Window repairs and replacements have come up at multiple meetings, and the behavior of the Historic District Commission in dealing with this should be of interest to people who currently live in a historic district, or who are interested in how their lives might change if their neighborhood becomes historic. More fundamentally, people have a right to know what their elected bodies are doing, at least at the very basic level of getting a prompt written record of their decisions.
The next step
The city of Ann Arbor has 10 business days to prepare a response to the FOIA appeal, and they can, in extraordinary situations, extend the response time an additional 10 business days. This means that 35 business days (or 7 weeks) after the first request, I should have a final reply from the city.

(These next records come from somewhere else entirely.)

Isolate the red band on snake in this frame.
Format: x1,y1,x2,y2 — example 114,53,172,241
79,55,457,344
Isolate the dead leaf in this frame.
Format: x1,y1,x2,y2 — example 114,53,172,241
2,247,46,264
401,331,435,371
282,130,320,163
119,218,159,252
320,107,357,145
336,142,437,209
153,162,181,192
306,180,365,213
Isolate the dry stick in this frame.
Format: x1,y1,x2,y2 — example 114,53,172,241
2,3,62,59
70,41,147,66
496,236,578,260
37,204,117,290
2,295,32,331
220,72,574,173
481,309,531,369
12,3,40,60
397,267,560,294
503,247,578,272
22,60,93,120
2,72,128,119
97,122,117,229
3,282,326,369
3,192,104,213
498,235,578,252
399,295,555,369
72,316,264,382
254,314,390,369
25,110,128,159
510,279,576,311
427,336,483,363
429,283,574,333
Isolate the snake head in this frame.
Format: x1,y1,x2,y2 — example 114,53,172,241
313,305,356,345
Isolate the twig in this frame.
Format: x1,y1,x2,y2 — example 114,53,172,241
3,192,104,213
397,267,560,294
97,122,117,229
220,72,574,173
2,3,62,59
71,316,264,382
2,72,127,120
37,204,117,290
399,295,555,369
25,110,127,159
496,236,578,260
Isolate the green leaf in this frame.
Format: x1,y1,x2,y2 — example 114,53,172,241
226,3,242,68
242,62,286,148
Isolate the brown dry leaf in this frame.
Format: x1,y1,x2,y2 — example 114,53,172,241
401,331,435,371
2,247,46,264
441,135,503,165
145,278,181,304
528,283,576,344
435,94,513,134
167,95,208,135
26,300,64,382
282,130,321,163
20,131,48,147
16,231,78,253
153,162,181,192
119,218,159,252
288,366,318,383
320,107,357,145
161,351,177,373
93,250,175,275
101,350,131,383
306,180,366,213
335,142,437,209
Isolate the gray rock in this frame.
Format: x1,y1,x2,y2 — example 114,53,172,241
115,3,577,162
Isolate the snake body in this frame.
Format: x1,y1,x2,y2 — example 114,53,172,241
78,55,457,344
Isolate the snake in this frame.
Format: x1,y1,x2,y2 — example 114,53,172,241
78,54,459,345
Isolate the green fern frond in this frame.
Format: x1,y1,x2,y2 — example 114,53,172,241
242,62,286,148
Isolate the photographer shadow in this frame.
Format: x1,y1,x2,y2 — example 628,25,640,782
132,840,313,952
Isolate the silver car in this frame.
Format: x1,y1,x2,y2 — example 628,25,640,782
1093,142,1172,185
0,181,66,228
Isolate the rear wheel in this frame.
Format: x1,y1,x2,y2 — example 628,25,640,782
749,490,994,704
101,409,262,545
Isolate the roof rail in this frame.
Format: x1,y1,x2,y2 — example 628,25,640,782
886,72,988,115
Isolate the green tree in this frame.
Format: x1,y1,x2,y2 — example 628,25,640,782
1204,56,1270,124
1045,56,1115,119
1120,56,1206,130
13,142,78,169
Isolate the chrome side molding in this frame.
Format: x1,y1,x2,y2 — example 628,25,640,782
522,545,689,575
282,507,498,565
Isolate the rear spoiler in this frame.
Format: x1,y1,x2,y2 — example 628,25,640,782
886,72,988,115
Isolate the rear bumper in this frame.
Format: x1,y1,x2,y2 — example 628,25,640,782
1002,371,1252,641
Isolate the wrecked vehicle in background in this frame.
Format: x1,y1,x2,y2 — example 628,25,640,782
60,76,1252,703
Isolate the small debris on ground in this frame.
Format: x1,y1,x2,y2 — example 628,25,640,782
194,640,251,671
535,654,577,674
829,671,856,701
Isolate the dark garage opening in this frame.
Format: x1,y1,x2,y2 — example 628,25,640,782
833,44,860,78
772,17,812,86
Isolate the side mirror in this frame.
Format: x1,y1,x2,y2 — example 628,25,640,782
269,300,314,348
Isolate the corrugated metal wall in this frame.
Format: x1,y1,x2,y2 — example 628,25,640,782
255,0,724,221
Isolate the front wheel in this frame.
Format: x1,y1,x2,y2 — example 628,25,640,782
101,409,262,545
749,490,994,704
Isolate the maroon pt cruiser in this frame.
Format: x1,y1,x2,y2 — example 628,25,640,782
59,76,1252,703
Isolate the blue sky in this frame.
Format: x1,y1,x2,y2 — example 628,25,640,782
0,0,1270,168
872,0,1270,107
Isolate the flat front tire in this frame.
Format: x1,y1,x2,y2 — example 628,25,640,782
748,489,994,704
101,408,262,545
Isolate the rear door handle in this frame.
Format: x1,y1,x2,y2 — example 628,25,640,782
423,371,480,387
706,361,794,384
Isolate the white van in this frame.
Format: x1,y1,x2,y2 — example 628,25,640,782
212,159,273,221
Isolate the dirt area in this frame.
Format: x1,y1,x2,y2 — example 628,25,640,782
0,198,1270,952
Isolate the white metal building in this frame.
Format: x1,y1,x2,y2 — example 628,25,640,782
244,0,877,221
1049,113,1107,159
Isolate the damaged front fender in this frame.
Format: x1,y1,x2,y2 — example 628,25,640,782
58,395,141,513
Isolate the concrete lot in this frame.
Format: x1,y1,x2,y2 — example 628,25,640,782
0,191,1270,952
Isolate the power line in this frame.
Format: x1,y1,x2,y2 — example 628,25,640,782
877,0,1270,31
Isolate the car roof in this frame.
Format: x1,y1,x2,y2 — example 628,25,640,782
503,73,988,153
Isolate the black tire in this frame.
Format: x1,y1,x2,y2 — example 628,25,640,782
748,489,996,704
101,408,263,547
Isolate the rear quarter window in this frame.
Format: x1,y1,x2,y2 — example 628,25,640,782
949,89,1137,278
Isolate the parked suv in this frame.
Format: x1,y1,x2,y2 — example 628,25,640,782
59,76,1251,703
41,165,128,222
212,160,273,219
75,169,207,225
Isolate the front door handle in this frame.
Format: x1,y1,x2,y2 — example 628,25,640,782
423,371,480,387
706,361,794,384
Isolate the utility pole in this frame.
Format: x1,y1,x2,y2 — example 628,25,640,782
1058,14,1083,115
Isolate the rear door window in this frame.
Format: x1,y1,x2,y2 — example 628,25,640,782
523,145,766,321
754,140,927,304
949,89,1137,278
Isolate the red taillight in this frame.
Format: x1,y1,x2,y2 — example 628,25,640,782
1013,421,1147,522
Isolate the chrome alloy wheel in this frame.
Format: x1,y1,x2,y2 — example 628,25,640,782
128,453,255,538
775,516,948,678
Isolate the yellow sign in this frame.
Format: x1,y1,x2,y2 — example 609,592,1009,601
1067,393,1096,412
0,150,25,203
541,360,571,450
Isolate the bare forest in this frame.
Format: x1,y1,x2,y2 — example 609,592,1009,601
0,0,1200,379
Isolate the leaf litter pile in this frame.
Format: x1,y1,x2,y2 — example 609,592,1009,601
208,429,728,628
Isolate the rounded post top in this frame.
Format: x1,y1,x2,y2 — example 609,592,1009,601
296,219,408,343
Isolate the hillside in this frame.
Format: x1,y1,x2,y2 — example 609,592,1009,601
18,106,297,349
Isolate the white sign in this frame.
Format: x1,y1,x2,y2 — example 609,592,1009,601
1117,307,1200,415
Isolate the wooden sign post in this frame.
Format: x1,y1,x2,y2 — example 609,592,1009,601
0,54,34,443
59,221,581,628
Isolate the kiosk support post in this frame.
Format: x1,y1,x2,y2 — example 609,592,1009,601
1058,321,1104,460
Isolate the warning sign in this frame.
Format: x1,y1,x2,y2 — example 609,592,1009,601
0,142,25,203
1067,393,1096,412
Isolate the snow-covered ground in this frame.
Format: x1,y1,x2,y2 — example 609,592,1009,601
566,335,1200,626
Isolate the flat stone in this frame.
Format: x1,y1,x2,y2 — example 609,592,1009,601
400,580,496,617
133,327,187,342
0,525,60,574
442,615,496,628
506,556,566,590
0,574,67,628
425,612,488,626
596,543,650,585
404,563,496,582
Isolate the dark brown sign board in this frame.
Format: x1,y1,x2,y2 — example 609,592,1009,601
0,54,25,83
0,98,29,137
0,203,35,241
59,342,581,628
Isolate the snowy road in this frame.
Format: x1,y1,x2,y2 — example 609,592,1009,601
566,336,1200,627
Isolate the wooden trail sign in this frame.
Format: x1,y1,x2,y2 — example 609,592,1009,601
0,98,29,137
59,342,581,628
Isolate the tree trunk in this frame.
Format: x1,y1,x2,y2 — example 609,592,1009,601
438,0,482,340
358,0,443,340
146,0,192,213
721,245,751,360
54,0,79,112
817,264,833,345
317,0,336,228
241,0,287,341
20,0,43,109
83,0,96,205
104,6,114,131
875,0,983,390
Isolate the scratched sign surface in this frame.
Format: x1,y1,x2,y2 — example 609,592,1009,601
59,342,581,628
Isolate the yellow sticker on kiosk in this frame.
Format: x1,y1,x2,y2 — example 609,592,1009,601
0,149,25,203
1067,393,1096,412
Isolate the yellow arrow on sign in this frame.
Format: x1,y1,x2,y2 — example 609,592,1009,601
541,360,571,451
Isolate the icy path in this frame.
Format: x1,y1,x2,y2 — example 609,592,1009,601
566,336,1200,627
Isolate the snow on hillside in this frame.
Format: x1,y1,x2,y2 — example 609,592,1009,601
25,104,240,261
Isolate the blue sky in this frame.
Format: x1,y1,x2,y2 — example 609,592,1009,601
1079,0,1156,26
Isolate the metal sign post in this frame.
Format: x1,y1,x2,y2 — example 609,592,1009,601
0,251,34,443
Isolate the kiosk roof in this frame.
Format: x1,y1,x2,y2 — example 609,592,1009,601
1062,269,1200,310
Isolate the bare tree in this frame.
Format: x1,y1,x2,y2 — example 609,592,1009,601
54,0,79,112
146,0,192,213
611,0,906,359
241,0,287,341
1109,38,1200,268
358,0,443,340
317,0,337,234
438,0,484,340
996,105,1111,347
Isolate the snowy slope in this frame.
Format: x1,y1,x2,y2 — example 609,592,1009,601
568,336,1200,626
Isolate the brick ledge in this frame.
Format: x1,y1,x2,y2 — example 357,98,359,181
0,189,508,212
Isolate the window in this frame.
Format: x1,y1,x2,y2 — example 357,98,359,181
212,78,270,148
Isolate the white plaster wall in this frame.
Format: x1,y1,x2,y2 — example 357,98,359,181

I'm waiting patiently; these are historic buildings we're talking about, so historic minutes are still of interest.
Edward Vielmetti lives in a non-historic home in Ann Arbor.
Comments
Alice Ralph
Fri, May 21, 2010 : 3:14 p.m.
The FOIA requests and responses have broader implications, as you know. The public archive, including written minutes, is still the "permanent" record, especially as media technologies evolve. Minutes do not have to be transcriptions, but they should provide a good record of motions, actions and their bases. Why, otherwise, would "Approval of the minutes" be a consistent [and actually very important] agenda item? An HDC is actually a local authority enabled by state law and implemented locally. Due process leads to defensible decisions. The same is true for any public decision-making body. If all we have is video or audio recordings, we haven't really achieved durable due process.